Yargıtay’ın Can Atalay kararı, yargı camiasında tartışmalara neden oldu: Daire suç işlemiş olmuyor mu?
Yargıtay 3. Ceza Dairesi’nin, Anayasa Mahkemesi’nin (AYM) TİP Hatay Milletvekili Can Atalay hakkındaki ihlal kararını tanımaması ve ihlal yönünde oy kullanan AYM üyeleri hakkında suç duyurusunda bulunması, yargı camiasını da karıştırdı.
Yargıtay’da, 3. Ceza Dairesi’nin AYM’ye karşı kurduğu hükümlere tepki gösteriliyor. Yargıtay içinde söz konusu kararı destekleyen üye sayısının 40-50 bandında olduğu değerlendiriliyor. Çoğunluğun ise dairenin kararını eleştirdiği vurgulanarak “Sessiz çoğunluk ‘Karar doğru değil’ diyor. Kararın doğru olmadığı görüşünde hemfikirler” değerlendirmesi yapılıyor.

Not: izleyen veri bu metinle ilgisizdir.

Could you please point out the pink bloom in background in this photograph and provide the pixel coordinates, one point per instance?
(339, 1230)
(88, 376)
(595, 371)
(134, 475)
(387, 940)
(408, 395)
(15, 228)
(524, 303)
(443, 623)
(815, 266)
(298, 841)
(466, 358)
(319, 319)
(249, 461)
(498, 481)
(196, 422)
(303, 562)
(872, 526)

Öte yandan, bireysel başvurunun getirildiği 2010’da, düzenlemenin AYM’yi “süper temyiz” haline getirebileceği konusunda hukukçuların iktidarı uyardığı, iktidarın ise bu uyarılara kulak asmadığı aktarılıyor. Bu nedenle halihazırda yaşanan kriz için “Bu, iktidarın tercihinin doğal sonucu” yorumları yapılıyor.
‘SONUNA KADAR HAKLI’
AYM’nin geçmişteki bazı kararlarının Yargıtay’da ya da Danıştay’da eleştirildiği durumların yaşandığı anımsatılsa da yaşanan krizde AYM’nin tamamen haklı olduğu vurgulanıyor. AYM’nin, Atalay kararında anayasanın 14. maddesinde netlik olmadığını belirterek maddenin içinin doldurulmasının TBMM’nin görevi olduğuna işaret ettiği, bu konuda adım atmanın zor olmadığı görüşünü belirten Yargıtay kaynakları, “AYM, bu konuda sonuna kadar haklı” değerlendirmesi yapıyor. Anayasa göre AYM’nin kararlarının herkesi bağladığına dikkat çeken kaynaklar, “Diyelim ki AYM yetkisini aştı. Bunu tespit edip ‘Suç işledin’ diyen 3. Ceza Dairesi, ‘AYM kararları herkesi bağlar’ hükmünü ihlal etmiş, suç işlemiş olmuyor mu” sorusunu yöneltiyor.
‘BAĞIMSIZ VERİLEMEZ’
Ayrıca Yargıtay içerisinde, kararda imzası bulunan 3. Ceza Dairesi’nin üyelerine de işaret ediliyor. Heyetin, normalde kararda imzası bulunan üyelerden oluşmadığı aktarılırken “Kararı veren özel bir heyet” vurgusu yapılıyor. Yargıtay kaynakları, “Siyasi yönünü Cumhurbaşkanı Erdoğan açıkladı. Böyle bir karar siyasetten habersiz verilebilir mi? Verilemez. Anayasa değişikliği için böyle bahanelere gerek yok” sözleriyle tartışmanın “yeni anayasa” tartışmaları bağlamında da değerlendirilmesi gerektiğine dikkat çekiyor.
Kararın yerel mahkemeden Yargıtay’a gelmesi de eleştirilerek “Buraya getiren gerekçe ne?” değerlendirmesi yapılıyor.